Decide abandonar a medicina e a psiquiatria para se dedicar só à música, que vinha praticando desde os tempos da faculdade – em 1970, o samba Amigo É pra Essas Coisas, em parceria com Sílvio da Silva Júnior, amigo de adolescência, ganhou um festival universitário com interpretação do MPB4. Em 1971, já era gravado por Elis: Ela, parceria com César Costa filho, dava o título ao disco da cantora. No ano seguinte, começa a parceria com João Bosco e Elis grava Bala com Bala. Em 1973, ela de novo grava mais quatro músicas deles. Eram sucesso nacional, despontava talvez o maior letrista da história da música brasileira.
Mas o duro golpe calara fundo. Mesmo que em 1975 nascesse saudável a primeira filha, ele passou a beber com mais frequência, foi se afastando de alguns hábitos sociais e viu fobias “florescerem de forma amazônica”. Cético “desde sempre”, viu ainda instalar-se um quadro de depressão, de ensimesmamento, de pessimismo crônico. Procurou auxílio médico e terapêutico, mas isso não reverteu a situação, apenas minimizou os estragos. O humor, na música e nas crônicas para jornais, seria sempre sua válvula de escape.
Em suas quase 500 letras de músicas, com inúmeros parceiros, Aldir Blanc transportou os ouvintes para os mais diferentes lugares e interpretações da história do Brasil e da geografia de seus personagens quase sempre intimamente ligados ao brasileiro comum, dos boias frias que sonham com bife a cavalo e batata frita à bailarina de cabaré com um bandeide no calcanhar. Do almirante negro censurado ao bêbado de chapéu coco que espera pela democracia. Do desprezado craque do subúrbio à garçonete do boteco que se dá ao sem-ninguém. Enfim, conhecedor dos atalhos e das malandragens da vida, das dores primeiras e dos amores últimos, ou vice-versa, ninguém cantou melhor o Brasil brasileiro do que ele, poeta atormentado pela lucidez, humanista total, cronista do espanto e da generosidade.
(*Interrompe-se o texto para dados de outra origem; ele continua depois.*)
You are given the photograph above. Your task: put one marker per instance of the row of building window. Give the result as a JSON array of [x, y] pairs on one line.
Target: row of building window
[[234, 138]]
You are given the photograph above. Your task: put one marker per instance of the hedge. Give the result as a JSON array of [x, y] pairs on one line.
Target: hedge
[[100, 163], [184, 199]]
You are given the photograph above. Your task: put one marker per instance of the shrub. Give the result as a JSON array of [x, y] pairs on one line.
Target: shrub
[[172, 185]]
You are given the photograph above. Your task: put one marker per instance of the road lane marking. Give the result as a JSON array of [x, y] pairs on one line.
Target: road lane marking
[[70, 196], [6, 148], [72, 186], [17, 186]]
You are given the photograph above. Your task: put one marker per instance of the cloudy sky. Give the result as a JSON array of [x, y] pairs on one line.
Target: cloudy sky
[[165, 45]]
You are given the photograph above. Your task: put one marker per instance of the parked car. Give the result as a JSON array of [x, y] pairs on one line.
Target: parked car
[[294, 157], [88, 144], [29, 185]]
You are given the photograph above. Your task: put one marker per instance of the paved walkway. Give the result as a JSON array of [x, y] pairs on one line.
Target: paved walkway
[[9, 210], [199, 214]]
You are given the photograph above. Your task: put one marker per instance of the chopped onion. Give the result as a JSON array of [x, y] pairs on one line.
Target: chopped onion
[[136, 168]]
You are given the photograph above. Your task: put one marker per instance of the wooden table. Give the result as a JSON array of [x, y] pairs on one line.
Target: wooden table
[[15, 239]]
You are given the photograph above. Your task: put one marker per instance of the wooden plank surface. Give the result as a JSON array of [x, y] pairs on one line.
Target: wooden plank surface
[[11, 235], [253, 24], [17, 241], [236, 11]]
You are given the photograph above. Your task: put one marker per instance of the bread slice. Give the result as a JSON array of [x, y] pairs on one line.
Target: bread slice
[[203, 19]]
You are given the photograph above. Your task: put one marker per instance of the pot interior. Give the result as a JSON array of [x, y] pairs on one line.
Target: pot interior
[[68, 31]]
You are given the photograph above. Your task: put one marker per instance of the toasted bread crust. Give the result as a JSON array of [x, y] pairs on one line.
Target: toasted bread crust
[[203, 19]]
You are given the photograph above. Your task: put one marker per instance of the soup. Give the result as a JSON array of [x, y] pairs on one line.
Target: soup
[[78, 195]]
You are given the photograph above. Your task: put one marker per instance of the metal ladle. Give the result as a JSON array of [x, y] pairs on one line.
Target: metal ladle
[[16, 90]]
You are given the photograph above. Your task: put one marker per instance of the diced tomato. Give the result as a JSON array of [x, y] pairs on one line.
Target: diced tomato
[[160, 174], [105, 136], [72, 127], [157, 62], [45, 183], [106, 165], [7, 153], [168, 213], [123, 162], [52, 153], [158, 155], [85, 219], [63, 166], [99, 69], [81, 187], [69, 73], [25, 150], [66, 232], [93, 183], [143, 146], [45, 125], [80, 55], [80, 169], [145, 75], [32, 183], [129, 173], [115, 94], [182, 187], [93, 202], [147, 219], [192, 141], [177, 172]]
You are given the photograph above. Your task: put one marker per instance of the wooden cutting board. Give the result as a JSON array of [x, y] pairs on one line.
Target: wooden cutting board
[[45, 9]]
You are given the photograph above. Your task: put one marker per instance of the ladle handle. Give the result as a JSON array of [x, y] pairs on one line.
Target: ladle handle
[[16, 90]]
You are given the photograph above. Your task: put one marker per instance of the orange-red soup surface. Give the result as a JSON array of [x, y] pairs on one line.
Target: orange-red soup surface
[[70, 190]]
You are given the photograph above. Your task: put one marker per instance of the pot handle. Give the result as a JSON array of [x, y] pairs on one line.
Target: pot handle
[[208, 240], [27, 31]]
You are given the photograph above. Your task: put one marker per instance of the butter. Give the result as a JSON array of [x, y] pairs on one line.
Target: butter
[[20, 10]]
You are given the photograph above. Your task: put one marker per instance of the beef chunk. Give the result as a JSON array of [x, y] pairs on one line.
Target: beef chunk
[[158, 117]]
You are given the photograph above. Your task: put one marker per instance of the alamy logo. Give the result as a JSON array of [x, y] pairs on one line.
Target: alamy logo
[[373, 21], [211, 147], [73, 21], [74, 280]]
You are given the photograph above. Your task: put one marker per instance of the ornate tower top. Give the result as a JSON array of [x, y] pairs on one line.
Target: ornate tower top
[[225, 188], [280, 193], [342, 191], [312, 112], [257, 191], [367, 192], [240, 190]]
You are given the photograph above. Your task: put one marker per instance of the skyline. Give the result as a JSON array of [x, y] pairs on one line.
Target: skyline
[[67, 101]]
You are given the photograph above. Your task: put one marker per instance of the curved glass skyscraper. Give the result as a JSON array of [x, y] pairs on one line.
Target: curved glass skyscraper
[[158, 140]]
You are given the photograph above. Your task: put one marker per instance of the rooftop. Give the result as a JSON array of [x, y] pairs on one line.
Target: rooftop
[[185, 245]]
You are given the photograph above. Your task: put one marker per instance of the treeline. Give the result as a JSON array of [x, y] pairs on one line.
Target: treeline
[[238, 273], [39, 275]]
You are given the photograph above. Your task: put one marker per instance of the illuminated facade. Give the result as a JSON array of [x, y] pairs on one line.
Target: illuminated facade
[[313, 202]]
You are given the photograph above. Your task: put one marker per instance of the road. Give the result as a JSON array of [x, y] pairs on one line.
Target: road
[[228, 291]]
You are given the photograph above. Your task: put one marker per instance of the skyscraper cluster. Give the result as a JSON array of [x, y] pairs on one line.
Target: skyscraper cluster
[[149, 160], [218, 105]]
“As coisas nascem numa hora imprevista e da forma mais louca, e nosso trabalho reflete isso”, me disse Aldir na primeira entrevista que fiz com ele e João Bosco para a ZH, em 1976, quando vieram a Porto Alegre lançar o LP Galos de Briga. E já lá estava decidido: “Somos radicalmente contra todo o tipo de mistificação e mitificação. A gente quer ser olhado como trabalhadores de uma classe específica, no caso a classe artística, e não mais do que isso”. Em 1978 ele voltaria à cidade como diretor do show Transversal do Tempo, o mais fortemente político de Elis, que não por acaso teve sua temporada de estreia na capital gaúcha.
Ao iniciar este texto, achei que poderia nele transmitir a admiração e o amor que sempre tive e hoje tenho mais do que nunca pela obra de Aldir Blanc. Mas chego ao fim pensando que fico devendo, para ele, para o leitor e para mim. Aldir significa muito para mim, como pessoa, mais do que como jornalista dedicado à música há 50 anos. Suas músicas me divertiram, surpreenderam, encantaram, ensinaram, me fizeram pensar. A notícia de sua morte chegou como a perda de um irmão. E veio cheia da simbologia de ser envolta na epidemia virótica e no momento em que o país vive uma crise humanitária, ética e política de proporções nunca vistas.
Parceiros
Com quem Aldir Blanc estabeleceu parcerias: João Bosco (mais de cem músicas), Guinga (mais de 80), Moacyr Luz (mais de 60), Cristóvão Bastos (mais de 30), Maurício Tapajós, Carlos Lyra, Paulinho da Viola, Ivan Lins, Ed Motta, Sivuca, Rafael Rabello, Sueli Costa e outros.